Extremely large scale systems offer a new challenge to application designers. Current software development techniques do not scale well in execution efficiency on these systems or, more importantly, in the amount of time the programmer spends writing, debugging, and tuning the software. To realize extreme-scale computing, we must increase programmer productivity. To that end, we require three advances in the programming paradigm for these systems. First, the application programmer must interact with the development environment at a level higher than processes or execution threads. Tools must support these interaction modes and more abstract application views. Second, system monitoring functions must exist to provide feedback to the application programmer on overall system performance. Monitoring an extreme-scale system must include some degree of automation and must be able to infer overall performance from a small set of monitoring points. Feedback must be compressed to highlight performance issues at the high abstraction level the programmer requires. Finally, many low-level optimization decisions must be automated by incorporating a new generation of compiler optimizations targeting global program behavior, and these must be intimately integrated with the monitoring system. These advances are described collectively as autonomic performance optimization.

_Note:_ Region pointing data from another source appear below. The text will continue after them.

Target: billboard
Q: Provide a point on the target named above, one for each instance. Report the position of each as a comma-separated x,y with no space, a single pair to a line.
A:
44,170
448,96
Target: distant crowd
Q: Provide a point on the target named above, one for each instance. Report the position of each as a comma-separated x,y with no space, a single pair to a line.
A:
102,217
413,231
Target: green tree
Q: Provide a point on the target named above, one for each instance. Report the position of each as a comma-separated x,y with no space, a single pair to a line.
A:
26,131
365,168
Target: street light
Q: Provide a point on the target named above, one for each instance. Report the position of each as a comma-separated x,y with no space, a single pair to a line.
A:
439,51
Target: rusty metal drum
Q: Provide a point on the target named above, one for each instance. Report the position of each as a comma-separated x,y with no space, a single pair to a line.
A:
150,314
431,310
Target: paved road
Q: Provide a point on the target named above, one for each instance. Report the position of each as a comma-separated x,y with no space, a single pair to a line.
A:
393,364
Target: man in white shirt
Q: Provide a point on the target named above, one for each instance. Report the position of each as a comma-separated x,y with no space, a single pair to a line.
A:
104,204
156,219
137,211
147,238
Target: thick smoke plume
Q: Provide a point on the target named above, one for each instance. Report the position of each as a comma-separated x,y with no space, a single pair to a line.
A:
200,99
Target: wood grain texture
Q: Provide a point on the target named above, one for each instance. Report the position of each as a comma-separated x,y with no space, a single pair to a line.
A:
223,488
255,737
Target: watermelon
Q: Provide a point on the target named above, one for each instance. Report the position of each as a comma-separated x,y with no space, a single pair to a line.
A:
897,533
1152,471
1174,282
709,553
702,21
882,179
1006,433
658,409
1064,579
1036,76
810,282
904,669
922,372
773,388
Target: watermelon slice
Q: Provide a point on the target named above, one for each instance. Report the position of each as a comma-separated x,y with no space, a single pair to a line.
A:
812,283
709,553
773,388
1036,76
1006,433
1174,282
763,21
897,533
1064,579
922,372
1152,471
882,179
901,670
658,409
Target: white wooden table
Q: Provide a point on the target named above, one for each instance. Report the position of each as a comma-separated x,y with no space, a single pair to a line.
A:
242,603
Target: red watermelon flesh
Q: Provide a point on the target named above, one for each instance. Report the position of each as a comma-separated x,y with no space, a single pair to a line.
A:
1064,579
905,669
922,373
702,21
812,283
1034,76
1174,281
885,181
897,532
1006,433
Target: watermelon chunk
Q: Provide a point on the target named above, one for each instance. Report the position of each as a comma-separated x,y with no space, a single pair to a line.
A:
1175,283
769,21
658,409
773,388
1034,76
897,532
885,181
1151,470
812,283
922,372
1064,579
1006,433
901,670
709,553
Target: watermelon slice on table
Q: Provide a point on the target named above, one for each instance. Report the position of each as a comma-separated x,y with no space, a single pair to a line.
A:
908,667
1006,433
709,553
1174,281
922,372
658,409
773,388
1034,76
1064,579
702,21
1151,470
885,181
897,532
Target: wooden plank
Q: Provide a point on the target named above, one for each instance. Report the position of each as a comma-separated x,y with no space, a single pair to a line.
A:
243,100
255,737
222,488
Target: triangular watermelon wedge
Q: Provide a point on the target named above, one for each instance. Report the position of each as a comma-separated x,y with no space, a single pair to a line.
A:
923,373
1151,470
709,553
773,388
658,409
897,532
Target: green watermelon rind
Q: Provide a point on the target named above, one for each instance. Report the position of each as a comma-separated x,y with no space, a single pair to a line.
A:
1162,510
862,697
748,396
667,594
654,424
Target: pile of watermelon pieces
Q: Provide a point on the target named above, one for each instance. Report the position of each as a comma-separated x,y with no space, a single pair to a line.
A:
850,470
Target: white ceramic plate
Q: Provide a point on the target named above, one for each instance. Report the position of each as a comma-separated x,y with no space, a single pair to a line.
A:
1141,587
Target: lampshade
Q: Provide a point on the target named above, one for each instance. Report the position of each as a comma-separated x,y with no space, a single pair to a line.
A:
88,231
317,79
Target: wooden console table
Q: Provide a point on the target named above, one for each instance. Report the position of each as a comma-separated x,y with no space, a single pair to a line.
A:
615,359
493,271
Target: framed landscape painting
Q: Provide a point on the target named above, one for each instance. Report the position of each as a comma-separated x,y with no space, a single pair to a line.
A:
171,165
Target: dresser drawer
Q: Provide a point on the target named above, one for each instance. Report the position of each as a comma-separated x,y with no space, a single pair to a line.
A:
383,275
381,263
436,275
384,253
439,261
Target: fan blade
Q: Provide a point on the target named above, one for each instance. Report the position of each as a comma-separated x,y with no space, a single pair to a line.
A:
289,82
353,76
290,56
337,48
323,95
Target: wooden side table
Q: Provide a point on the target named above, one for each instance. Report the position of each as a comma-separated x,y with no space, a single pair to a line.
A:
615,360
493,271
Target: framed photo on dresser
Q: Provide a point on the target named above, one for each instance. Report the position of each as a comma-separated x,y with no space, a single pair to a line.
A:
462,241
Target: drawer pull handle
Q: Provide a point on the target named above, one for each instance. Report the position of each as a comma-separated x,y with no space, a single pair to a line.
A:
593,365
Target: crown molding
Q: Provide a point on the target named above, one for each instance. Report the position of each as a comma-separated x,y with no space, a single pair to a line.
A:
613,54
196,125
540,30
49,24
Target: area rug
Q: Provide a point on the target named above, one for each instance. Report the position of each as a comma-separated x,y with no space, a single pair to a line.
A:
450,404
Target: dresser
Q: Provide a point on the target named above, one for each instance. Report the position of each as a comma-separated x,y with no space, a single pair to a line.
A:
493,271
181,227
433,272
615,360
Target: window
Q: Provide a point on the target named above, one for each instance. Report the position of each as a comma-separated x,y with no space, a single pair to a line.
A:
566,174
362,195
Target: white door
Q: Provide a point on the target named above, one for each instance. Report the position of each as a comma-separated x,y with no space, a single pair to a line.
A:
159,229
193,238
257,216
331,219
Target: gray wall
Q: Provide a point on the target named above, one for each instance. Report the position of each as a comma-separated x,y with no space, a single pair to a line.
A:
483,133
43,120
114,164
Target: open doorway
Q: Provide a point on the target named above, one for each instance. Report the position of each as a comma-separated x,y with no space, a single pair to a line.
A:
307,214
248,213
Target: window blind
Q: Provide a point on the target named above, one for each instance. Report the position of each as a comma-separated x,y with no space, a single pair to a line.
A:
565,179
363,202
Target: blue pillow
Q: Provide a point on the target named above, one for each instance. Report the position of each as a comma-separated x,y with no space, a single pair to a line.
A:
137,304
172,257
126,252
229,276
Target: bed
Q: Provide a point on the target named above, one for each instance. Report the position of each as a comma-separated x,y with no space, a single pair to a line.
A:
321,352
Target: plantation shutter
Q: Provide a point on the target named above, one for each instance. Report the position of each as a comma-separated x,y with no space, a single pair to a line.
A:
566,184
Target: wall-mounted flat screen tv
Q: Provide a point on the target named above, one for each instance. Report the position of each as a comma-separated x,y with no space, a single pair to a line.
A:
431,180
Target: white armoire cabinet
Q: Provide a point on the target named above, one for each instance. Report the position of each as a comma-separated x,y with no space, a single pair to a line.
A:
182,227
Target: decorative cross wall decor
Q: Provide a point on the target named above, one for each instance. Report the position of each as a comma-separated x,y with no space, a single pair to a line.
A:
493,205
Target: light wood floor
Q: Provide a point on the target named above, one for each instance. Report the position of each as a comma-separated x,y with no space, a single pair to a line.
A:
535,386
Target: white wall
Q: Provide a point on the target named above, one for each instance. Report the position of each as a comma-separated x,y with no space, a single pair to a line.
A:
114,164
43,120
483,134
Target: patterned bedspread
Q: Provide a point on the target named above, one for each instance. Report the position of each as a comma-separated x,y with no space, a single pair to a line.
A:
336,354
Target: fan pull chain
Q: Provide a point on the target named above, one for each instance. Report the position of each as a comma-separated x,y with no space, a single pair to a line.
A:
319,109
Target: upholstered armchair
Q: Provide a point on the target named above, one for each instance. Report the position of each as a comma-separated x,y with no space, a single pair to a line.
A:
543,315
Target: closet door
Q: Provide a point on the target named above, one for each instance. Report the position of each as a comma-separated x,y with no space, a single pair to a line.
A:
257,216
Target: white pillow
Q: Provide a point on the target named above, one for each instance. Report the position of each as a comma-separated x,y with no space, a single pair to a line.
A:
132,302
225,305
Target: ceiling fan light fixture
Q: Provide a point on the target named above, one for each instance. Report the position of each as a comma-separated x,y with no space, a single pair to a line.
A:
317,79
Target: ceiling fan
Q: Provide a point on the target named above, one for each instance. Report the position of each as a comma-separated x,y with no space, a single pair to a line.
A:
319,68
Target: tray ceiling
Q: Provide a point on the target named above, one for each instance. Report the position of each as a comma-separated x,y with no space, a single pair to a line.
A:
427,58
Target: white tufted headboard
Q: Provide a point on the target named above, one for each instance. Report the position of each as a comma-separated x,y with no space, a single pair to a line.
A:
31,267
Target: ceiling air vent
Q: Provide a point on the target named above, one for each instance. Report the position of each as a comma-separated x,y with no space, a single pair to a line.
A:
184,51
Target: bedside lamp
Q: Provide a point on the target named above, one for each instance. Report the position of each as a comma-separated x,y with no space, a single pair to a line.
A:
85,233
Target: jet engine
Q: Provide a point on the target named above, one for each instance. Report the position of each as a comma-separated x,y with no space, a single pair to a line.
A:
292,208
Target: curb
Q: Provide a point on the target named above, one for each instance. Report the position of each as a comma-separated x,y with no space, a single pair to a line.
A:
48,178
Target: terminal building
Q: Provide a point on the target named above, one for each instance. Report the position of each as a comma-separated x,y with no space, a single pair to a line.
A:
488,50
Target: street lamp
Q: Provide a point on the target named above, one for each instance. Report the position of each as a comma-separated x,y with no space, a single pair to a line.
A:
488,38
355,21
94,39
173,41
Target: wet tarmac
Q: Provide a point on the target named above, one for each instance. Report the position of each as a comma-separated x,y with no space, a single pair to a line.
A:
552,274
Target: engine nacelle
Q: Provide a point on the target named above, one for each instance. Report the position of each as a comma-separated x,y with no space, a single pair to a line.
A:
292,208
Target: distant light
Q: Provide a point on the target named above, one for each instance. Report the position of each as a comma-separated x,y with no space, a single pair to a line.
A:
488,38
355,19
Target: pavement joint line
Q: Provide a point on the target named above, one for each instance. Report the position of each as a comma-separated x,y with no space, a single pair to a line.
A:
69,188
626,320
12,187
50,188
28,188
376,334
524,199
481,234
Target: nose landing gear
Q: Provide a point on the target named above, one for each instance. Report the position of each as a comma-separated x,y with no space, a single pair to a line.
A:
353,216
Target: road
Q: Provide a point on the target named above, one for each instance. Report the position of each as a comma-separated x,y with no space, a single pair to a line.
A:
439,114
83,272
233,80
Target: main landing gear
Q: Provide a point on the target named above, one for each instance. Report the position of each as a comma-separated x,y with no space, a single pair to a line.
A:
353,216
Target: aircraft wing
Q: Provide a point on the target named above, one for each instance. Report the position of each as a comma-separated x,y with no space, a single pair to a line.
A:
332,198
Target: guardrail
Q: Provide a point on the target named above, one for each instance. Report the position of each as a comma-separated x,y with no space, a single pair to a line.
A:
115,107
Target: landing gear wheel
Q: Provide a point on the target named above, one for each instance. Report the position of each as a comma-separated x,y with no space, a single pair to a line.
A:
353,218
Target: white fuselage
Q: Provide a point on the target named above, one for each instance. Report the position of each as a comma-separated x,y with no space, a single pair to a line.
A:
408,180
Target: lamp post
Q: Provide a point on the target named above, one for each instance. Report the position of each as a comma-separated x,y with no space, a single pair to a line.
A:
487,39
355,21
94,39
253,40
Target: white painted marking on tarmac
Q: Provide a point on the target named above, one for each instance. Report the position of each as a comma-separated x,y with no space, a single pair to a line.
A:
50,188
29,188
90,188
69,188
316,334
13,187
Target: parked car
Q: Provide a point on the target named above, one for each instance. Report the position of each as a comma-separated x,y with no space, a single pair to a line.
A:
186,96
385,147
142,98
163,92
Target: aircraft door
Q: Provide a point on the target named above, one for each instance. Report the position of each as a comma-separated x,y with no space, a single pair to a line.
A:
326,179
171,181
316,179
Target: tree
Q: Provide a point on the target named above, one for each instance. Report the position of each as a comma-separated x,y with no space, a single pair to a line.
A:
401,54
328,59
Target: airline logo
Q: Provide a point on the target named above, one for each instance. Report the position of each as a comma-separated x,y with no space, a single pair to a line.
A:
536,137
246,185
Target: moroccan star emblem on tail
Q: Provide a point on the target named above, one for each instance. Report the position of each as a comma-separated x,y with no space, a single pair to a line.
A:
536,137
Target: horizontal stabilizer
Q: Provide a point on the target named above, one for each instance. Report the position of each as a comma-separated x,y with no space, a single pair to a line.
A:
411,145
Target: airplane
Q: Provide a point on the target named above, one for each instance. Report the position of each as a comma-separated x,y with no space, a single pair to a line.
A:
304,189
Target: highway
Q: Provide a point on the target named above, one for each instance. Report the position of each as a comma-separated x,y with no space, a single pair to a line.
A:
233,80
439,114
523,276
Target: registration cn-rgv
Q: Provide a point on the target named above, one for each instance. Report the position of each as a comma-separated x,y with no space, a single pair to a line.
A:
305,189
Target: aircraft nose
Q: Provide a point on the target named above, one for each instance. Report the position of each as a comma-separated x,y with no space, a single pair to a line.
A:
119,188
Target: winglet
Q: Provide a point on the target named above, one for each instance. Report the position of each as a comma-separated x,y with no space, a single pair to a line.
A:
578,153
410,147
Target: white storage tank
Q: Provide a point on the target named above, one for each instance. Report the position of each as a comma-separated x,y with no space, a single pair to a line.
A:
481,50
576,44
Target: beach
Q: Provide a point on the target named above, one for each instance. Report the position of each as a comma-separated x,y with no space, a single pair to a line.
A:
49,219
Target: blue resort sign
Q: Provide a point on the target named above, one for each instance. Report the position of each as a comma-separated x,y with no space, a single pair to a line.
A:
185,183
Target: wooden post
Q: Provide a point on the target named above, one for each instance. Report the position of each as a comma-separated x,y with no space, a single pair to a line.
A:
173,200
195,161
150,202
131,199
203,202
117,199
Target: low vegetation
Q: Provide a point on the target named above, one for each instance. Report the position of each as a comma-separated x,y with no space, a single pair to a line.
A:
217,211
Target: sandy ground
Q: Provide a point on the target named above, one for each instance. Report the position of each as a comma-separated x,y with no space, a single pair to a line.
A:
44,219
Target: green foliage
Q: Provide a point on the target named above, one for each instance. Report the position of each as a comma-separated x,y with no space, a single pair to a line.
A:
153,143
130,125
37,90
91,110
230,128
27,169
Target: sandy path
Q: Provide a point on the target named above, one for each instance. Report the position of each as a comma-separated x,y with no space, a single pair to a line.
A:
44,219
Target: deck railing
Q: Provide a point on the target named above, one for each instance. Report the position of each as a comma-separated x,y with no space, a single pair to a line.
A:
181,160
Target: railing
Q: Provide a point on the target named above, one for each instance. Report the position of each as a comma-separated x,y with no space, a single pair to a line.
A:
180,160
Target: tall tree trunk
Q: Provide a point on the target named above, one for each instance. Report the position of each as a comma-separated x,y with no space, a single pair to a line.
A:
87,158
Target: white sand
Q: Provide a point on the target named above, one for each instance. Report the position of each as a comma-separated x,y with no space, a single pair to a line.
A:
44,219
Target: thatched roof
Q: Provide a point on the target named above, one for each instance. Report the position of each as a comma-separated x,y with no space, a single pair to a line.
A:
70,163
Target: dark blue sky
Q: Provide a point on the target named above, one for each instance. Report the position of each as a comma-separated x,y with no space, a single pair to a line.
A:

Our proposed research addresses these requirements by developing new tools and extending current tools to manage large software projects. We will extend our prior work on the Tau framework of performance instrumentation and analysis tools to the scale used by these HEC applications. To do this, we will incorporate a new framework for monitoring representative "skeletons" that can provide information to the programmer about total system performance by using a simpler model that matches the execution profile of the full application. Performance modeling of the skeleton is achieved by placement of profile monitors at strategic points in the system. We will utilize advanced machine learning techniques to determine the placement of these monitor points, as well as to synthesize the resulting large quantity of performance information into the proper form for the application designer. Finally, we will automate some critical low-level design decisions by feeding profile data directly to the compiler and dynamic code translator. The optimizations developed target data layout, data duplication throughout the system, and dynamic data movement. Optimizing data management will decrease average access latency for memory references, reducing congestion on the inter-processor and inter-cluster networks while freeing the programmer from making detailed data placement decisions.
The intellectual merit of this proposal is in the new paradigm of autonomic performance optimization as a framework for the integration of performance methods and tools for HEC systems. The broader impact is both technical and societal. Ultimately, we strive to enhance the computational tool infrastructure used to solve Grand Challenge scientific computing problems. However, we believe this must be done in association with the evolution of large-scale computing to use introspective, autonomic platforms and systems. Our work will enable practitioners to more easily build efficient, scalable applications, to solve very large and complex problems, and to do so more quickly than is currently feasible. The significant increase in the productivity of applications writers will not only enhance the development of scientific applications important to our national infrastructure, but will also open HEC to important economic and societal applications where computing is advancing science and technology.